## Abstract
A revised version of the proposed research reward mechanism described in [[1]](https://steemit.com/gridcoin/@ilikechocolate/internal-hardware-optimization-hardware-profiling-database-and-dynamic-work-unit-normalization) is presented. The updates to the mechanism are in response to real-world conditions that limit the normalization process between different hardwares on different project applications.

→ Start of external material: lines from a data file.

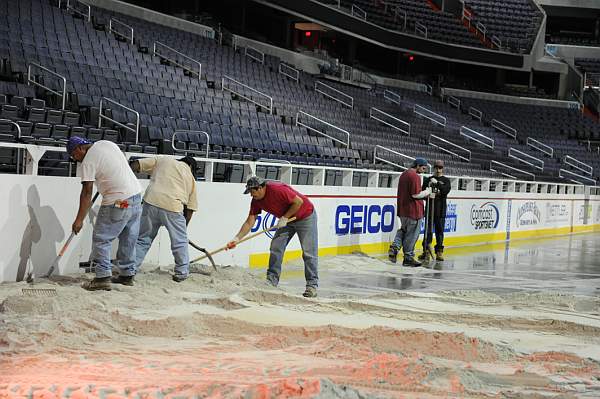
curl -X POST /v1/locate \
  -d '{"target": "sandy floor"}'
[0,255,600,399]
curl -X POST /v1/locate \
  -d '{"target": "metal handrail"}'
[469,107,483,122]
[415,21,427,38]
[563,155,594,176]
[527,137,554,157]
[171,130,210,158]
[315,80,354,108]
[428,134,471,162]
[279,62,300,82]
[221,75,273,115]
[413,104,447,127]
[490,161,535,181]
[296,110,350,148]
[558,168,597,185]
[383,89,402,105]
[459,126,494,149]
[447,96,460,109]
[108,18,133,44]
[152,42,202,80]
[373,145,415,170]
[492,119,517,139]
[244,46,265,64]
[369,107,410,136]
[27,62,67,110]
[508,147,544,171]
[67,0,92,22]
[98,97,140,144]
[350,4,367,21]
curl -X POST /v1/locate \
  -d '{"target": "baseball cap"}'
[244,176,265,194]
[67,136,92,155]
[413,158,427,168]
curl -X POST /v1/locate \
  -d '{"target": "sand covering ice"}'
[0,256,600,399]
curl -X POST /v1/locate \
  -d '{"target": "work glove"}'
[227,236,240,249]
[276,216,288,229]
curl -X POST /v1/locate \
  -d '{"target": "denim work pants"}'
[267,211,319,288]
[92,194,142,278]
[135,202,190,278]
[392,216,422,259]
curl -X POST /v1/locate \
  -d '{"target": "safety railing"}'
[490,161,535,181]
[221,75,273,115]
[508,147,544,171]
[296,111,350,148]
[429,134,471,162]
[469,107,483,122]
[279,62,300,82]
[563,155,594,176]
[98,97,140,144]
[558,169,597,185]
[413,104,446,127]
[244,46,265,64]
[350,4,367,21]
[66,0,92,22]
[383,89,402,105]
[447,96,460,109]
[492,119,517,139]
[27,62,67,110]
[373,145,415,170]
[152,42,202,80]
[459,126,494,149]
[315,80,354,108]
[369,107,410,136]
[108,18,133,44]
[527,137,554,157]
[171,130,210,158]
[492,35,502,50]
[415,22,427,38]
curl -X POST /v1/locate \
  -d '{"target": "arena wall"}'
[0,175,600,281]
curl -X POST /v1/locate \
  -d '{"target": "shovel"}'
[44,192,100,278]
[190,217,296,263]
[188,240,218,272]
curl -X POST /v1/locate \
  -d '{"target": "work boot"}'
[388,247,398,263]
[402,258,423,267]
[435,249,444,262]
[81,277,112,291]
[110,275,133,287]
[302,287,317,298]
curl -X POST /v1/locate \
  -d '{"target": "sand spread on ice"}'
[0,256,600,398]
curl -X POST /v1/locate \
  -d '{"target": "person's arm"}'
[227,215,256,249]
[71,181,94,234]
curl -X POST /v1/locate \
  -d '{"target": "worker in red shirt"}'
[388,158,431,267]
[227,176,319,298]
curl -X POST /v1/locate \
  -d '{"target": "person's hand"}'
[71,219,83,234]
[227,236,240,249]
[276,216,289,229]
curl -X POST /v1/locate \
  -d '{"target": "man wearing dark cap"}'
[388,158,431,267]
[129,156,198,285]
[67,136,142,291]
[227,176,319,298]
[419,159,450,262]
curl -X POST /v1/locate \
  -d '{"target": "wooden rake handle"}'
[190,216,296,263]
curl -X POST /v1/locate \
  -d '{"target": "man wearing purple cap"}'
[388,158,431,267]
[67,136,142,291]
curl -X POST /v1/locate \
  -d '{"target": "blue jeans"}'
[92,194,142,278]
[267,211,319,288]
[135,202,190,278]
[390,216,421,259]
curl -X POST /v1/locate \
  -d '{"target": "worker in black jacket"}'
[419,160,450,261]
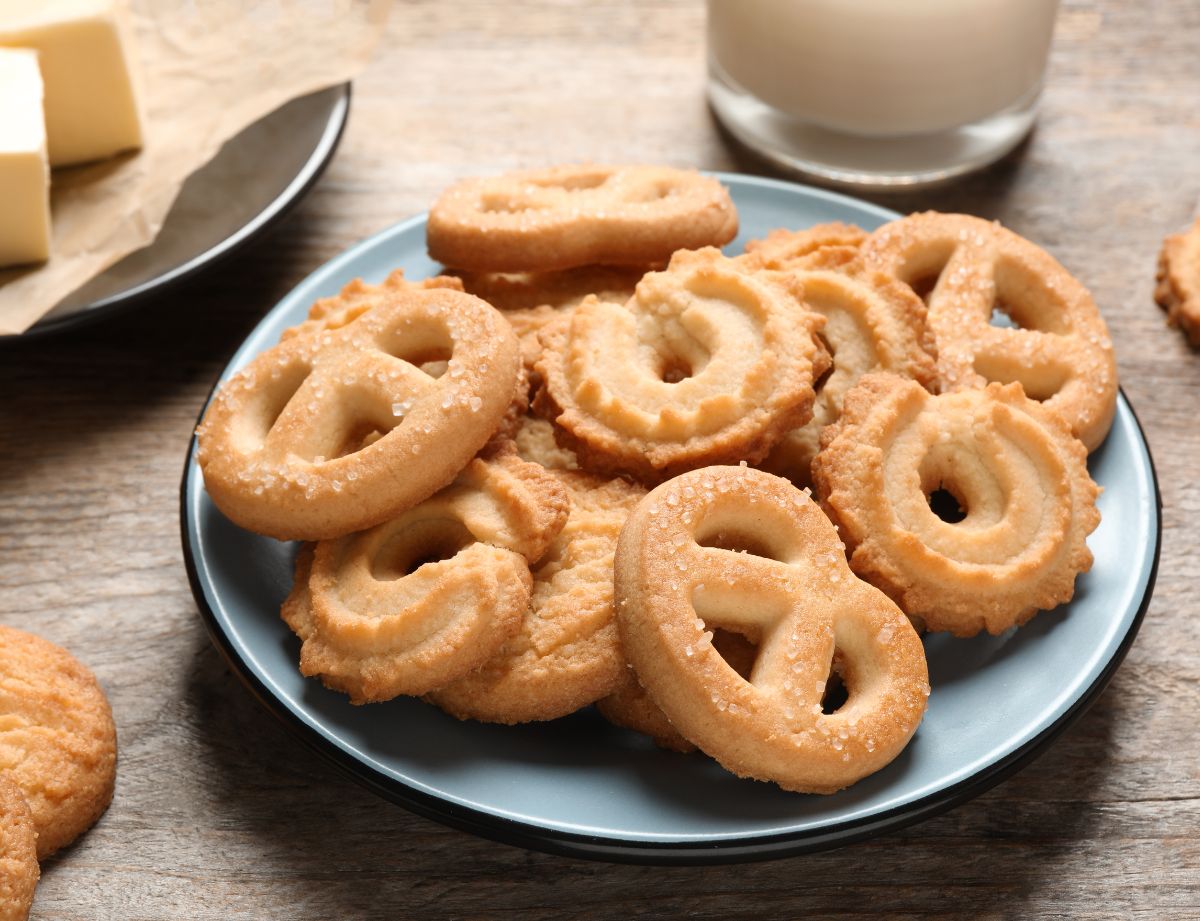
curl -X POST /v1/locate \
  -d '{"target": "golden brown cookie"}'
[280,269,468,347]
[0,773,41,921]
[614,466,929,793]
[427,165,738,272]
[596,627,758,753]
[534,249,829,483]
[812,374,1100,636]
[512,416,580,470]
[596,666,696,754]
[460,265,648,372]
[761,269,937,486]
[860,211,1117,451]
[281,451,569,704]
[0,627,116,860]
[428,471,646,723]
[196,287,521,540]
[744,222,866,270]
[1154,218,1200,347]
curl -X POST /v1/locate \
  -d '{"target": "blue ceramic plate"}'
[182,175,1160,863]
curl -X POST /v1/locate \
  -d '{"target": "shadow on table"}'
[187,637,1129,919]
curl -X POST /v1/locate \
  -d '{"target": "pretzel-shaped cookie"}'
[0,773,42,921]
[458,265,646,372]
[427,165,738,272]
[1154,218,1200,347]
[197,289,521,540]
[616,468,929,793]
[862,212,1117,451]
[740,221,866,271]
[762,270,937,486]
[812,374,1100,636]
[428,471,646,724]
[281,453,569,704]
[534,248,829,482]
[280,269,465,341]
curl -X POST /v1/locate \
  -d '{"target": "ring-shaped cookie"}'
[426,165,738,272]
[281,453,568,704]
[860,212,1117,451]
[616,466,929,793]
[534,249,829,483]
[812,374,1100,636]
[197,288,521,540]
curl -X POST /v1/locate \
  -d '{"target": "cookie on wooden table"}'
[0,776,40,921]
[0,627,116,860]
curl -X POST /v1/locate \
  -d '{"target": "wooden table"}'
[0,0,1200,921]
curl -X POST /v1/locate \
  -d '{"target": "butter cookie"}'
[426,165,738,272]
[281,450,569,704]
[534,249,829,483]
[860,211,1117,451]
[812,374,1100,636]
[0,627,116,860]
[616,466,929,793]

Advantages and disadvantages of the proposal are discussed, as well as the feasibility of implementation.
## Acknowledgements
In addition to everyone mentioned in the [original proposal](https://steemit.com/gridcoin/@ilikechocolate/internal-hardware-optimization-hardware-profiling-database-and-dynamic-work-unit-normalization), I would like to thank again @jamescowens, especially for conversations regarding how to store the information required to implement this proposal, as well as @cycy, especially for help navigating through BOINC's source code and providing his WU data for analysis.

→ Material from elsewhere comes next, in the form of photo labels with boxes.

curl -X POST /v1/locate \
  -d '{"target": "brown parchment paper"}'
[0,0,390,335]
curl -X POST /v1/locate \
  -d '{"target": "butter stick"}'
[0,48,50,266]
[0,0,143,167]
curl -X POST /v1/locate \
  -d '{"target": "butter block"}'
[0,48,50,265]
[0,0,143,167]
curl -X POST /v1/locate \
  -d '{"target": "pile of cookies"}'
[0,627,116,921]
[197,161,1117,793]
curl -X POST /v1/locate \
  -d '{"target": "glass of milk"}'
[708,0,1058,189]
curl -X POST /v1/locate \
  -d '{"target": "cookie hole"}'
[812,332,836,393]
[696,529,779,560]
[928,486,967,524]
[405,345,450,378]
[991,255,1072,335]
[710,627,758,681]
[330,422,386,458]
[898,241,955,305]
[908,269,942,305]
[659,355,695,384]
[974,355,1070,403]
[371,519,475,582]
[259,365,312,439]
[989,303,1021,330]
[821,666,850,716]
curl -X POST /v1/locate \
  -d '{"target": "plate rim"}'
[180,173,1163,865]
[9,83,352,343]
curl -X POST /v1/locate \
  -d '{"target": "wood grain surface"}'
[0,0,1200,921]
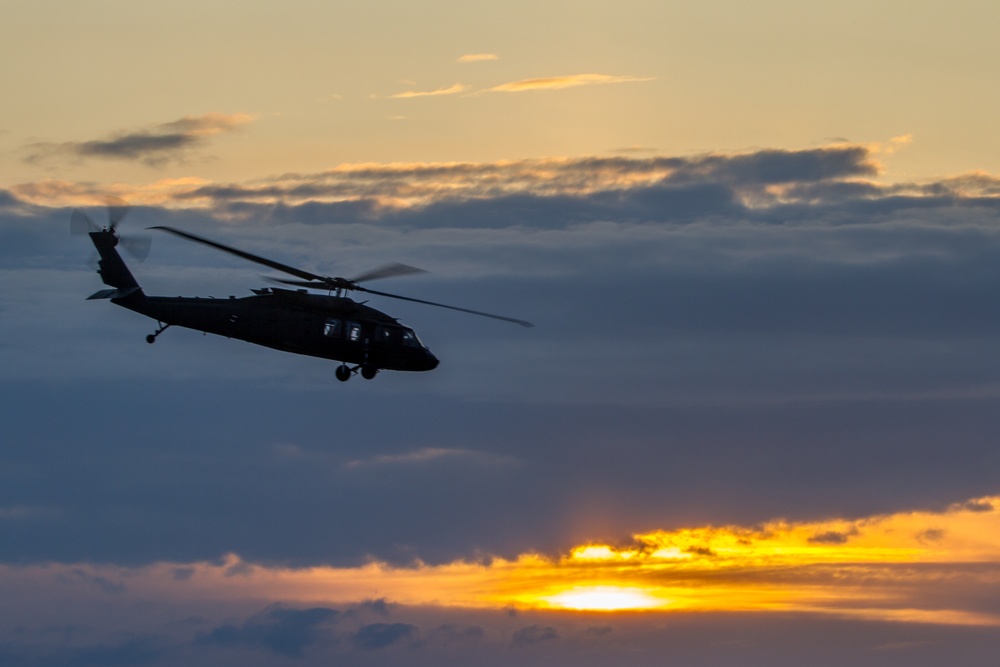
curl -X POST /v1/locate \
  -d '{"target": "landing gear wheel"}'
[146,322,170,345]
[337,364,351,382]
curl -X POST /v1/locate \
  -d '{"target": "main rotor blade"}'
[355,285,535,329]
[150,226,328,282]
[350,262,427,283]
[264,276,326,289]
[119,235,153,262]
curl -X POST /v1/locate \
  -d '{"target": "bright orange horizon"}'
[9,496,1000,626]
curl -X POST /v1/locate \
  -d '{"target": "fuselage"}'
[90,229,438,379]
[112,288,438,371]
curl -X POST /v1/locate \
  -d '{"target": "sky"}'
[0,0,1000,667]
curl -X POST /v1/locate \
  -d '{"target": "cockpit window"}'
[403,329,421,347]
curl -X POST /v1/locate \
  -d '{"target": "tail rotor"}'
[69,196,152,262]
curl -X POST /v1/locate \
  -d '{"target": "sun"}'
[542,586,670,611]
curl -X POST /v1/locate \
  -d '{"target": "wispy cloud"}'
[344,447,512,469]
[458,53,500,63]
[25,113,253,166]
[389,83,468,100]
[487,74,655,93]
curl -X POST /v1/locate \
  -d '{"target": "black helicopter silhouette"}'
[70,198,533,381]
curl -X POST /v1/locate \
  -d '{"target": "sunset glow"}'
[4,498,1000,625]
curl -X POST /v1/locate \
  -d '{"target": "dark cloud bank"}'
[0,146,1000,665]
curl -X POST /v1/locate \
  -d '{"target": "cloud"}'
[196,607,340,658]
[487,74,655,93]
[344,447,512,469]
[389,83,468,100]
[458,53,500,63]
[21,145,868,211]
[510,625,559,646]
[25,113,253,167]
[350,623,417,651]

## Description and Benefits of the Proposal
The proposal (both the revised and original ones) can be summarized as considering the Gridcoin network to be one massive supercomputer, and rewarding crunchers with GRC proportional to their processing power contribution.
Reasons for changing the incentive structure to this proposal include:
1. This proposal relieves the network of necessarily allocating the same amount of GRC to each project
2. As a consequence of (1) and by design, it eliminates the same type of hardware receiving vastly different rewards on different projects
3. The GRC minting mechanism can be scaled in an intelligent fashion
4. Since the normalization is constructed from hardware/project pair data, it allows us to introduce non-BOINC based distributed computing paradigms
5. The normalization ties the minting of GRC to two important units: FLOPs and Joules (computing power and energy consumption)

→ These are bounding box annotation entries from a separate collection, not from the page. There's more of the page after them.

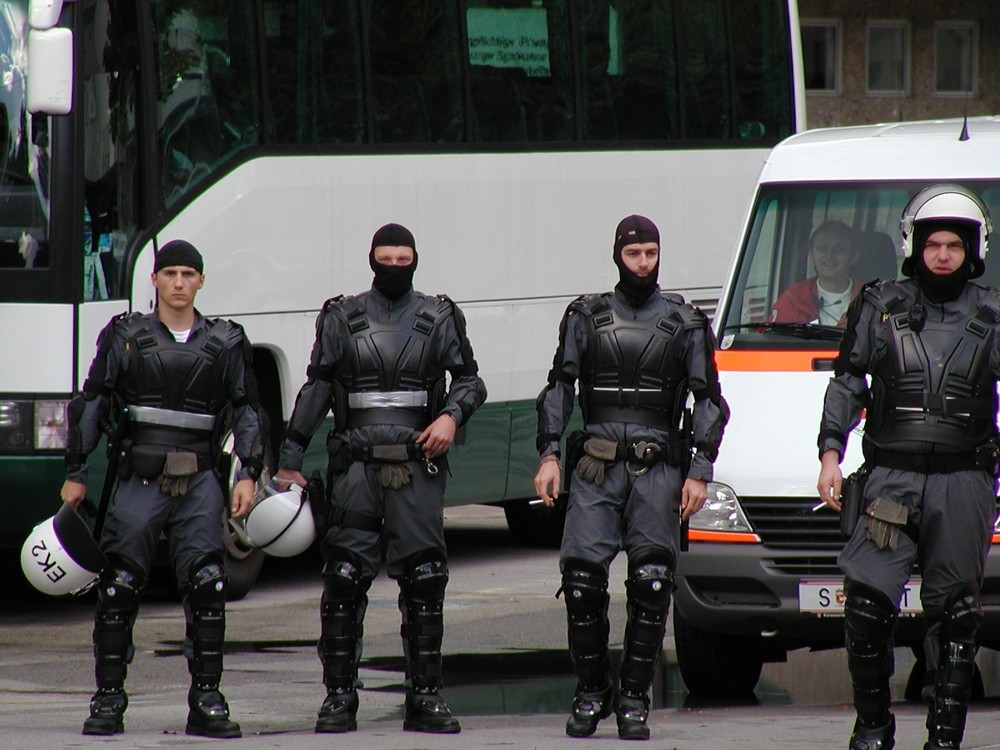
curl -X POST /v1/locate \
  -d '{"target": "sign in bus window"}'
[466,8,552,78]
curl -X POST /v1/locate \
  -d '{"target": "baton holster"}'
[840,466,868,539]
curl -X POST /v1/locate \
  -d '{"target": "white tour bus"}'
[0,0,803,590]
[674,118,1000,693]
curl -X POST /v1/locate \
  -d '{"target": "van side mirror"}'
[28,28,73,115]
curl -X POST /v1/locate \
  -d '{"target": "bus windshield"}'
[718,182,1000,349]
[0,0,49,269]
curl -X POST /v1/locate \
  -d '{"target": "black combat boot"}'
[848,714,896,750]
[83,566,143,735]
[83,688,128,735]
[316,549,371,734]
[560,557,614,737]
[399,550,462,734]
[184,556,243,738]
[615,551,674,740]
[566,683,614,737]
[185,685,243,738]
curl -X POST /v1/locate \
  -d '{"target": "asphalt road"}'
[0,507,1000,750]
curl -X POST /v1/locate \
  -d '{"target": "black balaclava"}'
[153,240,205,273]
[913,221,978,304]
[368,224,417,299]
[614,214,660,307]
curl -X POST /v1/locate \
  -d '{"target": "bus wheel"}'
[674,607,764,697]
[503,496,566,547]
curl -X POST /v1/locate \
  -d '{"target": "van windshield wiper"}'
[722,322,844,341]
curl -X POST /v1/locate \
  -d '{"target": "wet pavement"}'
[0,508,1000,750]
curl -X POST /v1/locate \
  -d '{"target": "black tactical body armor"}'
[117,313,243,415]
[866,284,998,452]
[574,294,692,429]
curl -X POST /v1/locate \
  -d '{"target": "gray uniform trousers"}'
[323,452,446,581]
[101,446,226,584]
[837,466,996,618]
[559,461,682,572]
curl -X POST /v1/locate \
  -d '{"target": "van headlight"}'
[691,482,753,532]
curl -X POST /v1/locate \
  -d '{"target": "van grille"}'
[740,497,844,551]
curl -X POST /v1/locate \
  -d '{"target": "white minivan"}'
[674,117,1000,695]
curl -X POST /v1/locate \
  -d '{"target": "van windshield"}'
[716,181,1000,349]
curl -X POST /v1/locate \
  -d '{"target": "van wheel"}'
[674,607,764,697]
[503,497,566,548]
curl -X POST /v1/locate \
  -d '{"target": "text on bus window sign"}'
[466,8,552,78]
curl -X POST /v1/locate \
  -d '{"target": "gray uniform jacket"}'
[66,311,263,483]
[280,289,486,470]
[537,288,729,481]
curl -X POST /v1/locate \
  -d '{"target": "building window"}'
[801,19,841,94]
[866,21,910,95]
[934,21,979,96]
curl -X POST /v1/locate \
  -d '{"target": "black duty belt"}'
[347,408,428,430]
[128,424,214,454]
[871,448,986,474]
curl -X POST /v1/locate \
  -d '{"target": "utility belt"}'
[117,438,215,497]
[865,443,1000,474]
[566,430,691,484]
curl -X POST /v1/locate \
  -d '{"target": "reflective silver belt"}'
[347,391,427,409]
[128,406,215,432]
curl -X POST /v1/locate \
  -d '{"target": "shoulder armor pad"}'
[861,279,910,313]
[567,292,611,316]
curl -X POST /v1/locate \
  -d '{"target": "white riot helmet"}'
[899,184,993,278]
[21,503,108,596]
[230,481,316,557]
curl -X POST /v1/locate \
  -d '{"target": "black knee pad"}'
[97,560,146,611]
[399,549,448,602]
[941,584,983,643]
[844,581,897,641]
[562,557,608,614]
[625,550,674,612]
[187,555,229,608]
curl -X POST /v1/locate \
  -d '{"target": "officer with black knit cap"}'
[535,215,728,740]
[278,224,486,733]
[817,184,1000,750]
[62,240,267,737]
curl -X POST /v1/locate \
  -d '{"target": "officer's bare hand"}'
[59,479,87,508]
[535,461,562,508]
[681,477,708,521]
[816,450,844,513]
[229,479,254,518]
[416,414,458,458]
[273,468,309,490]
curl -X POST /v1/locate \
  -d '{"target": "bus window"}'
[464,0,576,143]
[0,0,50,269]
[153,0,258,207]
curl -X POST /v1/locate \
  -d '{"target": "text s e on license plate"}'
[799,578,923,615]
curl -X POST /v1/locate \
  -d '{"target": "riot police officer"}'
[818,185,1000,750]
[62,240,265,737]
[535,215,728,739]
[278,224,486,733]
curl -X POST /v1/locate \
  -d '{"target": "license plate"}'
[799,578,923,615]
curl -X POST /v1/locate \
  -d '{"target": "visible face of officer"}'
[809,230,858,292]
[923,229,965,276]
[621,242,660,278]
[372,245,413,266]
[151,266,205,310]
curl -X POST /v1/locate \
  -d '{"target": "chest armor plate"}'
[334,304,444,393]
[865,313,996,451]
[119,318,227,414]
[580,308,687,426]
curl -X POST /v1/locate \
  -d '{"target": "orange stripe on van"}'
[688,529,760,544]
[715,349,837,372]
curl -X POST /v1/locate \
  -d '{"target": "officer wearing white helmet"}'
[62,240,265,737]
[818,184,1000,750]
[277,224,486,733]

6. The information from (5) allows for data analysis that can improve the efficiency of the network
7. A more robust project greylisting mechanism can be implemented, since the network can more precisely measure computing power vs. available WUs
8. A much more accurate total network computing power for both Gridcoin and BOINC can be calculated
9. The possibility for a GRC/green energy exchange market where crunchers can offset their carbon emissions becomes much more realistic, as described in [[2]](https://steemit.com/gridcoin/@ilikechocolate/multi-currency-economy-and-gridcoin-as-the-world-s-largest-decentralized-green-energy-powered-supercomputer)
10. The proposal necessitates the creation of a hardware profiling database, the benefits of which are also described in [[1]](https://steemit.com/gridcoin/@ilikechocolate/internal-hardware-optimization-hardware-profiling-database-and-dynamic-work-unit-normalization)
## Revised Proposal
### Changes
The basis of the Equivalence Ratio (ER) described in [[1]](https://steemit.com/gridcoin/@ilikechocolate/internal-hardware-optimization-hardware-profiling-database-and-dynamic-work-unit-normalization) has been switched from Total Credit Delta (TCD) to Recent Average Credit (RAC), which is the current WU contribution measurement for BOINC.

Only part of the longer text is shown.